As for the assertion that "adversaries of the U.S. having
access to such information could use it... to build competing
systems," I know of no country other than the US which has been
claimed to have any interest in geosynchronous SIGINT satellites
(assuming that it really is Vortex that's involved). Even the
USSR, AFAIK, never developed such a system, though they had (and
the Russians still have) a variety of LEO SIGINT satellites.
Finally, if we look at the information which the DCI says
would potentiate enemy D&D if revealed, we find a peculiar
mixture of the defensible and the implausible: "code names,
budgets, technical specifications, software packages,
subcontractors and vulnerabilities" in the court filing, the
overall NRO budget in the SSCI testimony.
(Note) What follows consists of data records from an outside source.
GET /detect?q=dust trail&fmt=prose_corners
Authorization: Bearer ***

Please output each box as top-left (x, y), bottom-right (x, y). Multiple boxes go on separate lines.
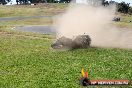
top-left (53, 4), bottom-right (132, 49)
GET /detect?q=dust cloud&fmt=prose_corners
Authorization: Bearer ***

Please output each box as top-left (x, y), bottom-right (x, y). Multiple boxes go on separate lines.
top-left (53, 4), bottom-right (132, 49)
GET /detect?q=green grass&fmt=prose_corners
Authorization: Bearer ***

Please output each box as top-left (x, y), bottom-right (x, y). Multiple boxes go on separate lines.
top-left (0, 18), bottom-right (53, 26)
top-left (0, 29), bottom-right (132, 88)
top-left (0, 3), bottom-right (68, 17)
top-left (0, 4), bottom-right (65, 26)
top-left (114, 14), bottom-right (132, 28)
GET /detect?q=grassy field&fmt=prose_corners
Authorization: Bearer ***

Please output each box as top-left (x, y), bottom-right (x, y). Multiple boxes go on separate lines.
top-left (0, 3), bottom-right (67, 17)
top-left (0, 28), bottom-right (132, 88)
top-left (0, 18), bottom-right (53, 26)
top-left (0, 4), bottom-right (132, 27)
top-left (114, 14), bottom-right (132, 28)
top-left (0, 4), bottom-right (132, 88)
top-left (0, 3), bottom-right (66, 26)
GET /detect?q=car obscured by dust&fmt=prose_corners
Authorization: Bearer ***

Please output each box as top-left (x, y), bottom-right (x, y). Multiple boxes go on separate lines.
top-left (51, 34), bottom-right (91, 49)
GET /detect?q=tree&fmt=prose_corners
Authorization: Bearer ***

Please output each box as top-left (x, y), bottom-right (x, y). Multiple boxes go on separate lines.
top-left (102, 0), bottom-right (105, 5)
top-left (16, 0), bottom-right (47, 4)
top-left (29, 0), bottom-right (47, 3)
top-left (128, 7), bottom-right (132, 15)
top-left (102, 0), bottom-right (109, 6)
top-left (117, 2), bottom-right (130, 14)
top-left (0, 0), bottom-right (11, 5)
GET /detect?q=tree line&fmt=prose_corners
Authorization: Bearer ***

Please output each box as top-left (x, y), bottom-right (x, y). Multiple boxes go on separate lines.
top-left (117, 2), bottom-right (132, 14)
top-left (0, 0), bottom-right (71, 4)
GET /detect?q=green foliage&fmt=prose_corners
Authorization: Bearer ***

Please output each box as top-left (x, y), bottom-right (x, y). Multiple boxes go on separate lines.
top-left (117, 2), bottom-right (130, 14)
top-left (128, 7), bottom-right (132, 15)
top-left (0, 0), bottom-right (11, 5)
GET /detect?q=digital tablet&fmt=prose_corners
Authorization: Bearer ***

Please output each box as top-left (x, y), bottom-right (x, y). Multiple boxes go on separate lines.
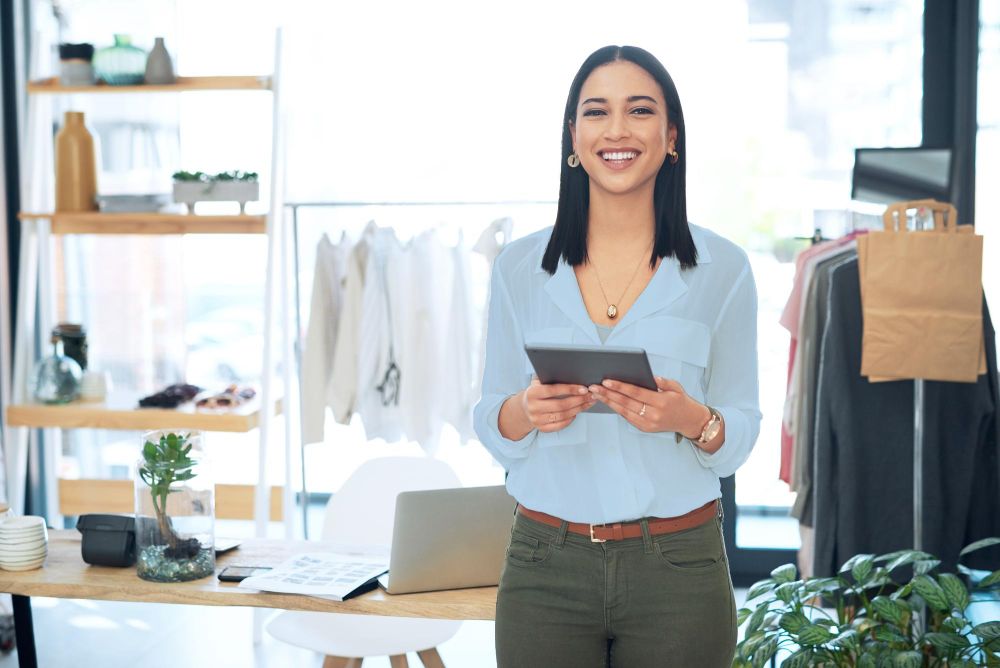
top-left (524, 343), bottom-right (657, 414)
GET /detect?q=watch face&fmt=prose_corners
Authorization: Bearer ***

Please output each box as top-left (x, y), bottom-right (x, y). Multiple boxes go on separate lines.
top-left (704, 420), bottom-right (722, 443)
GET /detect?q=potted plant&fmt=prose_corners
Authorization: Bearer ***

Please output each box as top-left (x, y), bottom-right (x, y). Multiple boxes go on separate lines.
top-left (734, 539), bottom-right (1000, 667)
top-left (172, 170), bottom-right (259, 213)
top-left (134, 430), bottom-right (215, 582)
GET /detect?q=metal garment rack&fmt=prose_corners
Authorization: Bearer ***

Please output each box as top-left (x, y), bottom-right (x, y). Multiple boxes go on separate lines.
top-left (283, 199), bottom-right (553, 537)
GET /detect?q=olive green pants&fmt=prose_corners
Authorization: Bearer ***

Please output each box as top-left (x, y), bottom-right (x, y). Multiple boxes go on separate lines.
top-left (495, 504), bottom-right (737, 667)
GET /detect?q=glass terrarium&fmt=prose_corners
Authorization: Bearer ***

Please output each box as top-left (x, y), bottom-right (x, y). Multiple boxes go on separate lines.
top-left (134, 430), bottom-right (215, 582)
Certain technical specifications, vulnerabilities and
system-specific software are, by and large, the kind of things
that it's reasonable to classify (although the above point about
the unwisdom of relying on long-term secrecy applies). On the
other hand, it isn't very clear at all how the opposition would
use knowledge of program ("code") names, budgets and
subcontractors to bring about the grave damage claimed. And the
notion that gross budget figures would give substantial aid and
comfort to the wicked is, to say the least of it, bizarre.
Overall, it appears as if the government has not really come
to grips with the real requirements for and limitations of
classification, but has gone with a "classify everything and
don't ask questions" approach when it comes to spysat programs.
If extreme classification had no downside, this might be
acceptable -- but the recent NRO scandals show that ugly things
grow in the dark, not the least of which is self-deception.